The Qualcomm Toq smartwatch can be ordered for $349.99 starting today (at least the black version, with the white version coming soon), however you'll still have to wait 1-2 weeks to have it shipped to your home.
As you can see, this smartwatch is actually more expensive than the Galaxy Gear, by $50, and if you thought the Galaxy Gear was already too expensive, then this one probably won't attract your attention either. I don't think any of the smartwatches launched so far are very compelling for the mainstream market, and it's not just the price point. The price point can be argued if they have iconic designs, which is actually something many watch wearers are looking for, or if they provide great benefits that would be hard to replicate with a smartphone.

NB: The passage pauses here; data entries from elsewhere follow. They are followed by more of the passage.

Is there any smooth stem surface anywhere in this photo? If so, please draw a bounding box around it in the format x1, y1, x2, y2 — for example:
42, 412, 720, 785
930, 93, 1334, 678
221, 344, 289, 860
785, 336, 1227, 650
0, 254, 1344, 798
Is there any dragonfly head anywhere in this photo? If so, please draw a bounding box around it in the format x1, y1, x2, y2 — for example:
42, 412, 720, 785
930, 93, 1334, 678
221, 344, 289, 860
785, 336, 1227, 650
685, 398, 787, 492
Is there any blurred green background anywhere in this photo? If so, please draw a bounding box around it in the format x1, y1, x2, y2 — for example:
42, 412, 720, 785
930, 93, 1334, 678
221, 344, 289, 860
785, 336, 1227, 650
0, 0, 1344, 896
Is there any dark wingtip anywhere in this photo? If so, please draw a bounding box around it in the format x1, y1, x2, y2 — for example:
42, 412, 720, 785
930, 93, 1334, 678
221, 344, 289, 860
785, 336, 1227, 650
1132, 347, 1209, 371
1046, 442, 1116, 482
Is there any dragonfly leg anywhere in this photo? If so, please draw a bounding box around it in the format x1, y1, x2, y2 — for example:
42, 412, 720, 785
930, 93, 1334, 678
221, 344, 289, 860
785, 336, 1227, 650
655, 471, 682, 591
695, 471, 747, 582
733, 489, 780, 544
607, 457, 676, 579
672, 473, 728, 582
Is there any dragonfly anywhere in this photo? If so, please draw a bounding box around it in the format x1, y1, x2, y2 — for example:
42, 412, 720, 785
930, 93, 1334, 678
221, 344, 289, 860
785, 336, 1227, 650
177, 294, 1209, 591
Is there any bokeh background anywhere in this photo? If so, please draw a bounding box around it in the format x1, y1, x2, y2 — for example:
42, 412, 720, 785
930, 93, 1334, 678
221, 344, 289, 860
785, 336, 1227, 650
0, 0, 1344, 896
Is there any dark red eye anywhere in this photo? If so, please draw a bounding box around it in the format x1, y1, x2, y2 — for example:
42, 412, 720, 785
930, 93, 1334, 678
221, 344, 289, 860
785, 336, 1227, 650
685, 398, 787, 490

So far, there's really no smartwatch that does that, and there may never be one. The smartwatches so far look like pre-iPhone smartphones. Bulky, with not so pretty or intuitive interfaces, and very technology oriented (instead of user-oriented). That's not to say that Apple will make the ideal smartwatch, although I could see a lot more people being interested in one from them simply because of Apple's promotion of it either in the press, on TV, or in their own stores. But even then, I wouldn't be surprised if the "smartwatch market" doesn't get too big until someone actually "gets it right", and that may not even be Apple.
As I've mentioned in the past, one thing I like most about Qualcomm's smartwatch is the Mirasol display that can help it be "always-on" for days at a time, and it should look much better in daylight than all of the other LCD/AMOLED-based smartwatches (it's more like e-ink in that respect). If Qualcomm could invest more money into making Mirasol have richer colors perhaps Mirasol displays could one day be used in smartphones, too, but it's going to be a few years before we're going to see that happen, if ever, because Mirasol is quite behind current high-end LCD/AMOLED/QLED panels.
For smartwatches, however, it seems quite adequate, especially since it can help them last for days on a charge, and you don't have to squint your eyes and go into the shade to see what your watch is showing you, and I'd like to see more companies take advantage of this display technology (Amazon could probably use it for color Kindles, too).